In this case, Clear Channel Outdoor sought to erect six new billboards on four different properties in Upper Southampton Township, Bucks County. Each of the properties were already being used for commercial purposes, and Clear Channel sought to lease a small portion of the properties to erect free-standing,V-shaped, double-sided signs, which were illuminated by indirect lighting. The Township rejected Clear Channel’s applications for permits to construct the billboards, contending that the lease of a portion of the land for a different commercial purpose required the landowner to obtain land development approval. Land development is defined, in relevant part, as:

The improvement of one lot or two or more contiguous lots, tracts or parcels of land for any purpose involving….the division or allocation of land or space…between or among two or more existing or prospective occupants by means of, or for the purpose of, streets, common areas, leaseholds, condominiums, building groups or other features. (53 P.S. § 10107)

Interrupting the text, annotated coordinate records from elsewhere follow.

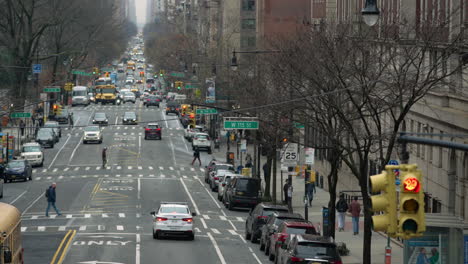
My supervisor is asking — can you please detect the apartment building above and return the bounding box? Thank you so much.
[311,0,468,222]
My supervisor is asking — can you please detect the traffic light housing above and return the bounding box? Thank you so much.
[398,164,426,239]
[369,165,398,235]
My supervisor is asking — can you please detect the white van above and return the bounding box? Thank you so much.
[72,86,89,106]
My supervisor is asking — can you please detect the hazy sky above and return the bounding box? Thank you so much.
[135,0,147,24]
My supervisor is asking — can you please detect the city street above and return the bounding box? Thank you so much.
[3,101,267,263]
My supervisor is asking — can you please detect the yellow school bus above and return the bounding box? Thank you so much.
[95,85,117,104]
[0,203,24,264]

On appeal, the Commonwealth Court ruled that the erection of billboards on leased portions of the property constituted the allocation of land among two or more occupants by leasehold interests for the purpose of improving the land and, thus, it constituted land development. As a result, the landowner and/or Clear Channel would be required to submit land development plans in conformance with the Township’s Subdivision and Land Development Ordinance (SALDO), and receive the approval of the Township under SALDO prior to obtaining any right to erect the billboards.

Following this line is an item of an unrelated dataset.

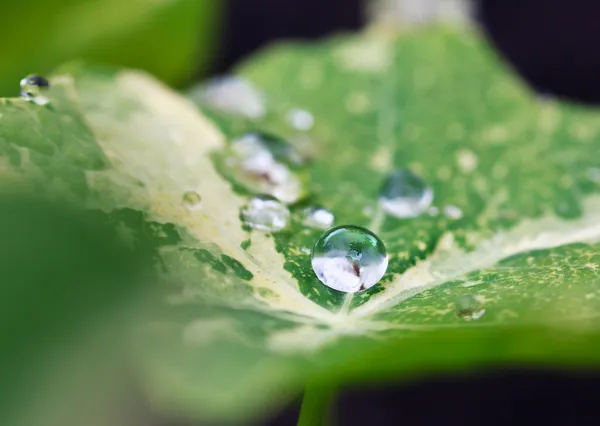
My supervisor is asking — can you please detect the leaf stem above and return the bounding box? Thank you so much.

On appeal to the Supreme Court, the Supreme Court rejected the idea that the erection of billboards could constitute land development. The Court held that, while there were leases allocating space among two or more occupants of the properties, it could not conclude that land development would occur. The Court noted that the definition of land development “does not exist in a vacuum,” and that the Court had to look at other sections of the MPC to distill what really constitutes land development. The Court ruled, “None of the concerns addressed by land development plans [i.e., parking, driveways, curbing, sidewalks, buffering, etc.] is applicable” to the erection of billboards.” The Court found that requiring a landowner to suffer through the land development process for the simple erection of billboards would be “absurd or unreasonable,” and the mere fact that leases were allocating portions of the property to two or more applicants “cannot convert a use of land that does not rise to the level of land development to a use that does.”

The Supreme Court’s decision in Appeal of Clear Channel Outdoor could eliminate a significant expense in municipalities that have been hostile to outdoor advertisers. No longer can a municipality force a landowner to comply with the SALDO (and, often, extract development fees and contributions in lieu of compliance). However, the decision does not remove the requirement that outdoor advertisers comply with other regulations and zoning restrictions.